7. Implications and Prospects

SWE-Agent with Claude 4 Sonnet achieves competitive functional coverage in agentic coding benchmarks, often outperforming alternative agents in raw Pass@1 rates; yet, persistent security vulnerability in over 80% of generated correct outputs exposes critical limitations of current LLM agentic methods under the vibe coding paradigm (Zhao et al., 2 Dec 2025, Chen et al., 26 Sep 2025). Prompt engineering, even with precise task-specific CWE guidance, does not meaningfully mitigate insecurity. This suggests that future progress will require integration of first-class security objectives at the architectural or training level, potentially involving hybrid combinations of LLMs with traditional static/dynamic analysis tools or security-specific fine-tuning.

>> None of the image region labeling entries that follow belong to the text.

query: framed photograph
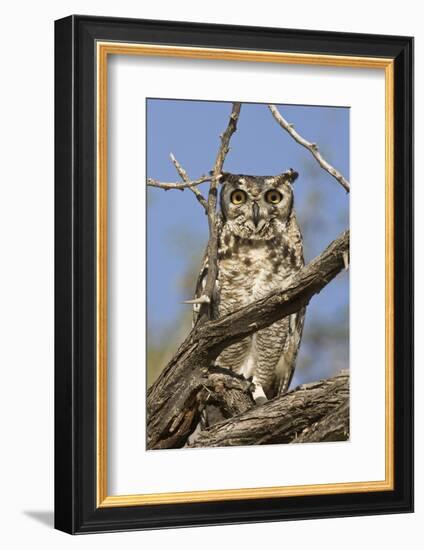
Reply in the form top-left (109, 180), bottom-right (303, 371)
top-left (55, 16), bottom-right (413, 534)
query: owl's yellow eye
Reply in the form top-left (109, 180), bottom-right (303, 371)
top-left (265, 189), bottom-right (283, 204)
top-left (231, 189), bottom-right (246, 205)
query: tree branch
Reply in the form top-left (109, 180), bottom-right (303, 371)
top-left (147, 231), bottom-right (349, 449)
top-left (169, 153), bottom-right (208, 213)
top-left (198, 103), bottom-right (241, 323)
top-left (190, 371), bottom-right (349, 447)
top-left (268, 105), bottom-right (350, 193)
top-left (147, 178), bottom-right (212, 195)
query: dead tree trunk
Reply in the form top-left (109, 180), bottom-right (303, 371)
top-left (191, 371), bottom-right (349, 447)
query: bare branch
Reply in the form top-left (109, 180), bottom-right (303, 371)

SWE-Agent’s modular orchestration loop and extensible ACI maintain its relevance as an empirical testbed for evaluating and hardening agentic workflows under evolving model backends, such as Claude 4 Sonnet. These findings motivate ongoing research into agent-aligned software security, the limits of prompt-driven risk mitigation, and the design of secure automated code-generation pipelines for deployment in security-sensitive domains (Zhao et al., 2 Dec 2025, Chen et al., 26 Sep 2025, Xu et al., 7 Nov 2025, Yang et al., 6 May 2024).